• youreads puanı (8.47)


  1. nick cave and the bad seeds in murder ballads adlı albümlerinden bana her duyduğumda robert browning in porphyria's lover şiirini anımsatan şarkı
    ismiyle müsamma tabii ki aşkı ve cinayeti anlatır
  2. kadın aşık, ışığa uçan pervaneler gibi çekiliyor adama. kaderini ellerine bırakıyor.
    adam kadına aşık, masumiyetine vurgun ve hep öyle kalmasını istiyor.

    3 günlük bir aşk hikayesi. sevdiği kadını elleriyle öldüren adam. sebebini de "all beauty must die!" diye verir bize.

    iki farklı ses tonu; katil ve masum ancak bu kadar güzel birleşebilirdi. ve sözler ancak bu kadar güzel ruh bulabilirdi notalarda.
  3. roman gibi bir şarkı, yüreğinize oturan ve üst üste dinleyerek çekilen acıdan neredeyse zevk almanıza sebep olan 3 günlük bir aşk hikayesi.
    kadın ve adamın ağzından sırasıyla şöyle anlatılır bu hikaye:

    "bana yaban gülü derler
    ama benim adım eliza day'di
    neden öyle derler bilmiyorum
    adım eliza day'ken

    kapımı çalıp odaya girdiğinde
    titremem onun beni sarmalamasıyla dindi
    o benim ilk erkeğim olabilirdi ve itinalı bir dokunuş ile
    yüzümden akan yaşları siliverdi

    ikinci günde tek bir kırmızı gülle geldi
    ve dedi ki, "bana yenilgini ve kederini verir misin?"
    kafamı salladım, yatağa uzanırken
    dedi ki, "sana gülleri göstersem, beni takip eder misin?"
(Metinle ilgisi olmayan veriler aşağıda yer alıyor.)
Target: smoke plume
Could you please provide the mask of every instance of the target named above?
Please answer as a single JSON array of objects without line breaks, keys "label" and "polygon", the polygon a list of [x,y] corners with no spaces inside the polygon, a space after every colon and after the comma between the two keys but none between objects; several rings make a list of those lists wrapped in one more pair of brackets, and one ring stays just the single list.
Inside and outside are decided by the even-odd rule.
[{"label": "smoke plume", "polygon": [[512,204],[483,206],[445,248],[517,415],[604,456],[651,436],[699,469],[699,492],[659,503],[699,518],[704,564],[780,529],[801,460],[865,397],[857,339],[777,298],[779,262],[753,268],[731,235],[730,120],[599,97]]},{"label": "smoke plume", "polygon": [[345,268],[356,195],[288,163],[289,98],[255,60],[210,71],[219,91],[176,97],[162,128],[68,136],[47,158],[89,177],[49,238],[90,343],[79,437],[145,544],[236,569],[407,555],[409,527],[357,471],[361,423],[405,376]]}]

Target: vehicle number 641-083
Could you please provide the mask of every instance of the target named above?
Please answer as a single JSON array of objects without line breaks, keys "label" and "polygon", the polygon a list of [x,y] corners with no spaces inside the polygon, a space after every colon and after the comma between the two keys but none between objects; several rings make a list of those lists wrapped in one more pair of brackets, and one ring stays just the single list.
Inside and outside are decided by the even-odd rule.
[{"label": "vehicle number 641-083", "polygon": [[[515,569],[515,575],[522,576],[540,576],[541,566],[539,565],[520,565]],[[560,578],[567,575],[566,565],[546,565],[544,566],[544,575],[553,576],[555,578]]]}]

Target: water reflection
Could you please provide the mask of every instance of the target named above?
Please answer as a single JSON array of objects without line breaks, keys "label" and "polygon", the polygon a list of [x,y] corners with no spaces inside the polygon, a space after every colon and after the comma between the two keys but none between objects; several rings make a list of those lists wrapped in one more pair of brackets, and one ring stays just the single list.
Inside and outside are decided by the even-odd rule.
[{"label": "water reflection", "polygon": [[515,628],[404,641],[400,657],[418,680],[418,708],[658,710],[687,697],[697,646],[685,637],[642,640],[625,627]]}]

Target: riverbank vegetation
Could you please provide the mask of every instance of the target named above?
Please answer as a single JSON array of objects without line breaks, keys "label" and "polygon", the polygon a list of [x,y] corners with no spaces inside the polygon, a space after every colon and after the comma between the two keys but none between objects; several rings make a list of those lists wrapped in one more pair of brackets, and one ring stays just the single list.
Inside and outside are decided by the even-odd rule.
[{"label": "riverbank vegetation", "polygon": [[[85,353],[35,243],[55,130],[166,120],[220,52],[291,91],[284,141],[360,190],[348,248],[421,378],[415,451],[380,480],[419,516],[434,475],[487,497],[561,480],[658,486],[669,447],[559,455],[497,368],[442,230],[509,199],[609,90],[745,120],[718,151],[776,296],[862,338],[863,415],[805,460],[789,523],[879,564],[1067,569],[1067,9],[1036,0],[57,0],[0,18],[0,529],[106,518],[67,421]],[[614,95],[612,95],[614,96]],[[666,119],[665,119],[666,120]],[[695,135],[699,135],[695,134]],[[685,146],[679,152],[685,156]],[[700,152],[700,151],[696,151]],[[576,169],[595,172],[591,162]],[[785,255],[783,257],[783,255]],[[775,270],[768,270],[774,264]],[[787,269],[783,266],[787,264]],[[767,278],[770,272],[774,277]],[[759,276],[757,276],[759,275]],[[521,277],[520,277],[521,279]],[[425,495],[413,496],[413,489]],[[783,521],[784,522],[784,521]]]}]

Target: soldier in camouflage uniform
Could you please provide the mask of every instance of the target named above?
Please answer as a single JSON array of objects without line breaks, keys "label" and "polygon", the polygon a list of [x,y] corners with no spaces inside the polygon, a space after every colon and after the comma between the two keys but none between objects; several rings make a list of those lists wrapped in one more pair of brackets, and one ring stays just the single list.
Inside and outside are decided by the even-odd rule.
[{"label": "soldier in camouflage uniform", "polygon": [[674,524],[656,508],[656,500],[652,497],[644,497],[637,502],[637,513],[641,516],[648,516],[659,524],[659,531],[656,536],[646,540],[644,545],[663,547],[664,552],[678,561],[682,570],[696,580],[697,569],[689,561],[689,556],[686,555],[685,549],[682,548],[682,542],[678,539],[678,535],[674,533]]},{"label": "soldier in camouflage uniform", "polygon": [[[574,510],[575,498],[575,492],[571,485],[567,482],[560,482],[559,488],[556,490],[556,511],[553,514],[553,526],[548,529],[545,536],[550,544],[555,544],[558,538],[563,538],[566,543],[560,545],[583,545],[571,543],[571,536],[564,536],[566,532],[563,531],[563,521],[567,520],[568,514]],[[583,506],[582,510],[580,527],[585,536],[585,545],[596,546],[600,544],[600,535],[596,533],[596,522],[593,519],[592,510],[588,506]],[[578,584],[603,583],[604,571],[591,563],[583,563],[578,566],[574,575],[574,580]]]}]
    üçüncü günde beni nehre götürdü
    gülleri gösterdi ve öpüştük
    ve duyduğum son şey fısıldanmış bir sözdü
    yumruğunda tuttuğu bir taşla önümde diz çökerken

    bana yaban gülü derler
    ama benim adım eliza day'di
    neden öyle derler bilmiyorum
    adım eliza day'ken"


    "gördüğüm ilk gün anlamıştım, o benim için tekti
    gözlerime baktı ve gülümsedi
    dudakları güllerin rengindendi
    hani şu nehir kenarında büyüyenlerden, yabani ve kan kırmızısı

    ikinci günde ona bir çiçek getirdim
    görüp görebileceğim tüm kadınlardan daha güzeldi
    ve sordum ona "yaban gülleri nerede yetişir biliyor musun
    öylesine güzel, kırmızı ve özgürce?"

    üçüncü günde onu yaban güllerinin yetiştiği yere götürdüm
    ve banka uzandı, rüzgar öylesine hafifti
    ona veda öpücüğü verdim ve dedim ki, "her güzel şey ölmeli"
    eğildim ve dişlerinin arasına bir gül koydum"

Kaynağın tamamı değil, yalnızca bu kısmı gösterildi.